Figure 7. Interaction of ryanodine stores with IP₃ stores

A, control period; B, after the addition of ryanodine (with K⁺ depolarisation); and C, after the subsequent addition of 2APB. In D and E, the cPDFs are shown for f₁ and amplitudes, respectively. Black lines, control; grey lines, ryanodine; and dashed lines, subsequent addition of 2APB. Inset refers to the time courses.

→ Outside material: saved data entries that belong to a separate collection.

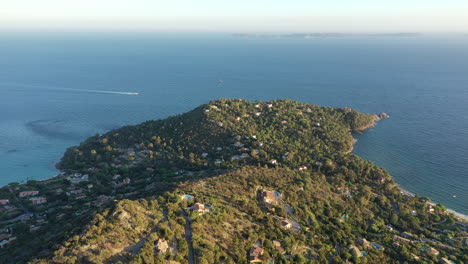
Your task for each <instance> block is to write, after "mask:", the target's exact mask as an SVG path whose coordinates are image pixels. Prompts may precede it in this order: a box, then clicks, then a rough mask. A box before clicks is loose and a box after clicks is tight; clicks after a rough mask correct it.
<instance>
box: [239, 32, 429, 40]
mask: <svg viewBox="0 0 468 264" xmlns="http://www.w3.org/2000/svg"><path fill="white" fill-rule="evenodd" d="M422 35H423V34H422V33H413V32H410V33H296V34H255V33H236V34H232V36H233V37H236V38H297V39H314V38H349V37H419V36H422Z"/></svg>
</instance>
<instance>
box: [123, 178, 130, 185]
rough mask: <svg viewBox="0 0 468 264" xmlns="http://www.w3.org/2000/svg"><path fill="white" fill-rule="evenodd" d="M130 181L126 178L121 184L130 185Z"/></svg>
mask: <svg viewBox="0 0 468 264" xmlns="http://www.w3.org/2000/svg"><path fill="white" fill-rule="evenodd" d="M130 181H131V180H130V178H128V177H127V178H125V179H123V181H122V182H123V184H130Z"/></svg>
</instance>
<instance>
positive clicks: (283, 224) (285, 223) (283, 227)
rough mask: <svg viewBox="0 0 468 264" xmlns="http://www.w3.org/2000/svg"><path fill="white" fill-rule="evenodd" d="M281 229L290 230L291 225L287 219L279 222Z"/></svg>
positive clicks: (281, 220)
mask: <svg viewBox="0 0 468 264" xmlns="http://www.w3.org/2000/svg"><path fill="white" fill-rule="evenodd" d="M281 227H282V228H284V229H287V230H289V229H291V228H292V223H291V222H290V221H289V220H288V219H285V220H281Z"/></svg>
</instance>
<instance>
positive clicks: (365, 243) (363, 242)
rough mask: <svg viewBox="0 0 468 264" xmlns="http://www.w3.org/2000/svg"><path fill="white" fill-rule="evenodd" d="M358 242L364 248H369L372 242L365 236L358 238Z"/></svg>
mask: <svg viewBox="0 0 468 264" xmlns="http://www.w3.org/2000/svg"><path fill="white" fill-rule="evenodd" d="M356 244H357V245H358V246H361V247H362V248H364V249H367V248H369V247H370V242H369V241H367V239H365V238H358V239H356Z"/></svg>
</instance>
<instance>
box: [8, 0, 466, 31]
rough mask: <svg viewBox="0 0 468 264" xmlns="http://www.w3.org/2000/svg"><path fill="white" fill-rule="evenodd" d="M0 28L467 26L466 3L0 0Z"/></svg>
mask: <svg viewBox="0 0 468 264" xmlns="http://www.w3.org/2000/svg"><path fill="white" fill-rule="evenodd" d="M0 30H13V31H15V30H20V31H21V30H124V31H126V30H129V31H133V30H136V31H138V30H143V31H146V30H149V31H224V32H226V31H227V32H360V33H365V32H367V33H376V32H437V33H443V32H447V33H459V32H467V31H468V0H198V1H197V0H165V1H161V0H0Z"/></svg>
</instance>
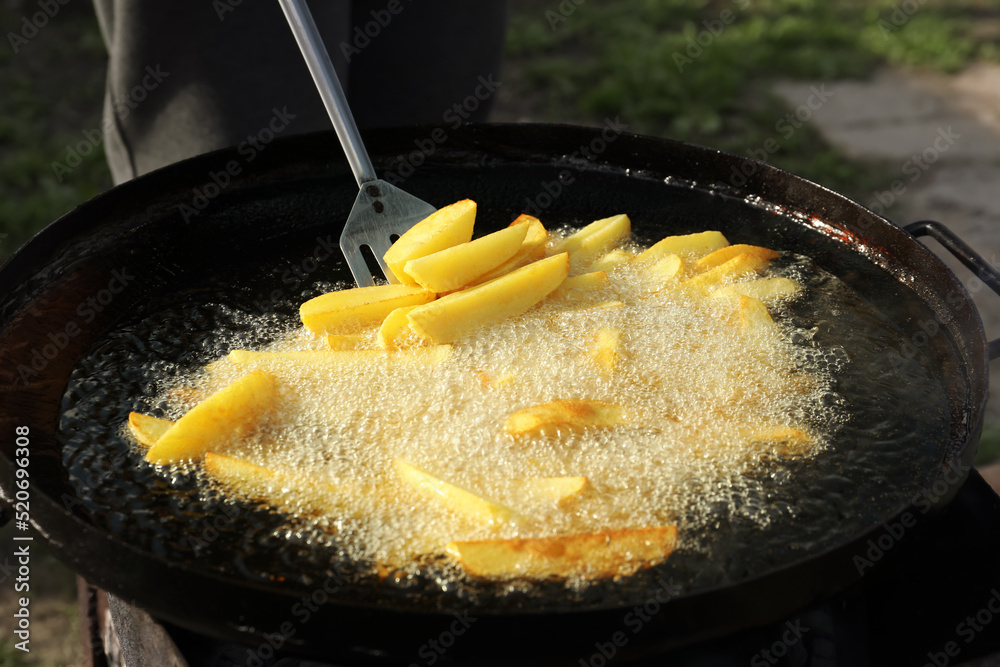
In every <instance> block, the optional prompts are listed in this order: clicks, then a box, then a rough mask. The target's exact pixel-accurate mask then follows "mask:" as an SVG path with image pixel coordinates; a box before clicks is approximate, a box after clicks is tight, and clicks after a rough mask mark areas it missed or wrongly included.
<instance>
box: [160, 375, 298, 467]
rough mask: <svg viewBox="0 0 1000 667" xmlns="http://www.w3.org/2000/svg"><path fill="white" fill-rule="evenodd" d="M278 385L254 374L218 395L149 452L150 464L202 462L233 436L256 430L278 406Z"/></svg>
mask: <svg viewBox="0 0 1000 667" xmlns="http://www.w3.org/2000/svg"><path fill="white" fill-rule="evenodd" d="M277 392H278V383H277V382H276V381H275V379H274V376H272V375H271V374H270V373H266V372H264V371H253V372H252V373H249V374H247V375H244V376H243V377H242V378H240V379H239V380H236V381H235V382H233V383H231V384H229V385H227V386H226V387H225V388H224V389H221V390H220V391H217V392H215V393H214V394H212V395H211V396H209V397H208V398H206V399H205V400H204V401H202V402H201V403H199V404H198V405H196V406H195V407H194V408H192V409H191V410H190V411H188V412H187V414H185V415H184V416H183V417H181V418H180V419H178V420H177V422H176V423H175V424H174V425H173V426H172V427H170V428H169V429H167V432H166V433H164V434H163V435H162V436H161V437H160V438H159V439H158V440H157V441H156V444H154V445H153V446H152V447H150V448H149V450H148V451H147V452H146V460H147V461H149V462H150V463H158V464H167V463H176V462H178V461H183V460H185V459H200V458H201V457H202V456H204V455H205V452H207V451H210V450H211V449H212V448H213V447H215V446H217V445H219V444H222V443H224V442H225V441H226V440H228V439H229V438H230V437H232V435H233V434H238V433H241V432H245V431H248V430H250V429H251V428H253V427H254V426H256V425H257V423H258V422H259V421H260V419H261V417H263V416H264V414H265V413H267V412H269V411H270V410H271V409H273V408H274V406H275V404H276V402H277Z"/></svg>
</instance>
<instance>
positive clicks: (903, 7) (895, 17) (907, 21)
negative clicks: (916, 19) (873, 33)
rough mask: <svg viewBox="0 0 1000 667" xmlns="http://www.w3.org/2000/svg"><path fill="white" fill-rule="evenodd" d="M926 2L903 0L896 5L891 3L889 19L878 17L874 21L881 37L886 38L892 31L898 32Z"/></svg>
mask: <svg viewBox="0 0 1000 667" xmlns="http://www.w3.org/2000/svg"><path fill="white" fill-rule="evenodd" d="M926 3H927V0H904V1H903V2H902V3H900V4H898V5H893V6H892V12H891V13H890V14H889V20H886V19H884V18H881V17H879V20H878V21H877V22H876V25H878V29H879V32H881V33H882V38H883V39H888V38H889V35H891V34H892V33H894V32H899V30H900V29H902V27H903V26H904V25H906V24H907V23H909V22H910V19H911V18H913V15H914V14H916V13H917V12H918V11H920V8H921V7H923V6H924V5H925V4H926Z"/></svg>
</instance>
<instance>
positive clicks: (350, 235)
mask: <svg viewBox="0 0 1000 667" xmlns="http://www.w3.org/2000/svg"><path fill="white" fill-rule="evenodd" d="M435 210H436V209H435V208H434V207H433V206H431V205H430V204H428V203H427V202H425V201H422V200H420V199H417V198H416V197H414V196H413V195H411V194H409V193H406V192H403V191H402V190H400V189H399V188H397V187H396V186H394V185H390V184H389V183H386V182H385V181H383V180H381V179H376V180H374V181H369V182H367V183H365V184H364V185H362V186H361V191H360V192H359V193H358V198H357V199H355V200H354V208H352V209H351V215H350V216H348V218H347V223H346V224H345V225H344V232H343V233H342V234H341V235H340V250H341V252H343V253H344V257H345V258H346V259H347V265H348V266H349V267H350V268H351V273H352V274H354V280H355V281H356V282H357V283H358V287H369V286H371V285H374V284H375V281H376V280H377V279H380V278H381V277H382V276H379V275H378V274H374V273H372V270H371V269H370V268H369V266H368V262H367V261H365V257H364V254H363V253H362V250H361V248H362V247H364V246H368V247H369V248H370V249H371V251H372V254H373V255H374V256H375V259H376V260H377V261H378V265H379V266H380V267H381V268H382V273H384V274H385V278H386V280H388V281H389V282H390V283H398V282H399V281H398V280H396V277H395V276H394V275H393V274H392V271H390V270H389V267H388V265H387V264H386V263H385V260H384V259H383V258H382V256H383V255H385V253H386V251H387V250H388V249H389V246H391V245H392V244H393V242H394V241H395V240H396V239H397V238H399V237H400V236H402V235H403V233H404V232H406V231H407V230H408V229H410V227H412V226H413V225H415V224H417V223H418V222H420V221H421V220H423V219H424V218H426V217H427V216H429V215H430V214H431V213H433V212H434V211H435Z"/></svg>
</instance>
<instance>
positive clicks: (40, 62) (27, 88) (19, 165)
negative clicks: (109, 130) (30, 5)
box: [0, 3, 111, 261]
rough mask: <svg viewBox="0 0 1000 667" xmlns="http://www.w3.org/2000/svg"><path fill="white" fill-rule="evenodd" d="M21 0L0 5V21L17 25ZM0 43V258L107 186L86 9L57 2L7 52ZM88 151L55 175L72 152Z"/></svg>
mask: <svg viewBox="0 0 1000 667" xmlns="http://www.w3.org/2000/svg"><path fill="white" fill-rule="evenodd" d="M27 7H28V5H25V6H24V7H22V8H21V9H16V8H15V6H14V5H13V4H11V3H6V4H4V5H2V6H0V25H7V26H18V25H20V22H21V16H22V12H23V11H26V8H27ZM4 42H5V43H4V45H3V47H2V48H0V90H2V91H3V94H2V95H0V261H3V260H4V259H6V258H7V257H8V256H9V255H10V254H11V253H12V252H13V251H14V250H15V249H17V247H19V246H20V245H21V244H23V243H24V242H25V241H27V240H28V238H30V237H31V236H32V235H33V234H34V233H35V232H37V231H38V230H40V229H41V228H42V227H44V226H45V225H47V224H48V223H50V222H52V221H53V220H55V219H56V218H58V217H59V216H61V215H63V214H64V213H67V212H68V211H70V210H72V209H73V208H74V207H75V206H77V205H79V204H81V203H83V202H84V201H86V200H88V199H90V198H91V197H93V196H95V195H96V194H98V193H100V192H103V191H104V190H107V189H108V188H110V187H111V177H110V174H109V172H108V168H107V165H106V163H105V160H104V147H103V143H102V142H100V141H98V142H96V143H95V142H93V141H89V140H87V139H86V137H85V136H84V134H83V133H84V131H88V132H91V133H92V134H91V136H93V132H95V131H96V132H98V133H99V131H100V110H101V105H102V100H103V95H104V93H103V90H104V67H105V54H104V47H103V44H102V42H101V38H100V32H99V31H98V28H97V24H96V20H95V19H94V14H93V9H92V7H90V6H87V5H86V4H84V5H81V6H79V7H77V6H75V5H65V6H62V8H61V9H60V12H59V13H58V14H57V15H56V16H55V17H54V18H52V19H51V20H50V22H49V23H48V25H46V26H44V27H43V28H42V29H40V30H39V31H38V34H37V35H36V36H34V37H33V38H32V39H31V40H29V42H28V43H27V44H23V45H21V46H20V47H19V52H18V53H16V54H15V53H14V52H13V50H12V49H11V48H10V44H9V43H8V42H7V40H6V39H5V40H4ZM78 149H79V150H80V151H82V152H86V153H88V154H87V155H86V156H83V157H82V159H81V162H80V164H78V165H77V166H75V167H73V168H72V169H71V170H70V171H69V173H65V174H62V175H59V174H57V173H56V170H55V169H54V167H53V164H54V163H64V164H65V161H66V159H67V156H68V155H69V154H71V153H75V152H77V150H78Z"/></svg>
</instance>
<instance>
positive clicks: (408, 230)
mask: <svg viewBox="0 0 1000 667" xmlns="http://www.w3.org/2000/svg"><path fill="white" fill-rule="evenodd" d="M475 222H476V202H474V201H472V200H471V199H463V200H462V201H457V202H455V203H454V204H450V205H449V206H445V207H444V208H440V209H438V210H437V211H435V212H434V213H431V214H430V215H429V216H427V217H426V218H424V219H423V220H421V221H420V222H418V223H417V224H415V225H413V227H410V229H408V230H407V231H406V233H404V234H403V235H402V236H400V237H399V238H398V239H396V242H395V243H393V244H392V246H391V247H390V248H389V250H387V251H386V253H385V255H383V256H382V259H384V260H385V263H386V264H387V265H388V266H389V270H390V271H392V273H393V275H394V276H396V279H397V280H398V281H399V282H400V283H403V284H407V285H415V284H416V281H415V280H414V279H413V278H412V277H410V275H409V274H408V273H406V271H405V270H404V267H405V266H406V263H407V262H409V261H411V260H414V259H419V258H420V257H424V256H425V255H430V254H431V253H435V252H438V251H439V250H444V249H445V248H450V247H452V246H455V245H458V244H459V243H466V242H468V241H471V240H472V228H473V226H474V225H475ZM399 305H404V304H399Z"/></svg>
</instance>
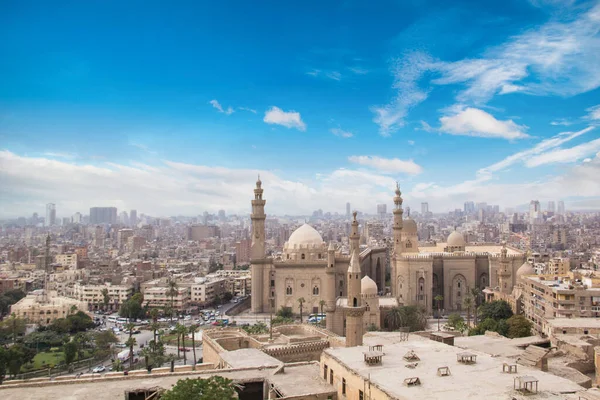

Figure 8. Interaction of IP₃ stores with ryanodine stores

A, control period; B, after the addition of 2APB; and C, after the subsequent addition of ryanodine. In D and E, the cPDFs are shown for f₁ and amplitudes, respectively. Black lines, control; grey lines, 2APB; and dashed lines, subsequent addition of ryanodine. The inset refers to the time courses.

Figure 9. Schematic drawing illustrating the generation of mEPSCs with the sites of actions of the drugs used indicated

Abbreviations: RyR, ryanodine receptor; IP₃R, IP₃ receptor; PLC, phospholipase C; DAG, diacylglycerol; and PiP₂, phosphatidylinositol bisphosphate. Pharmacologically, ryanodine receptors are activated by caffeine and blocked by ryanodine; IP₃ receptors are blocked by 2APB; DHPG activates mGluR5 receptors; SERCA pumps are blocked by CPA.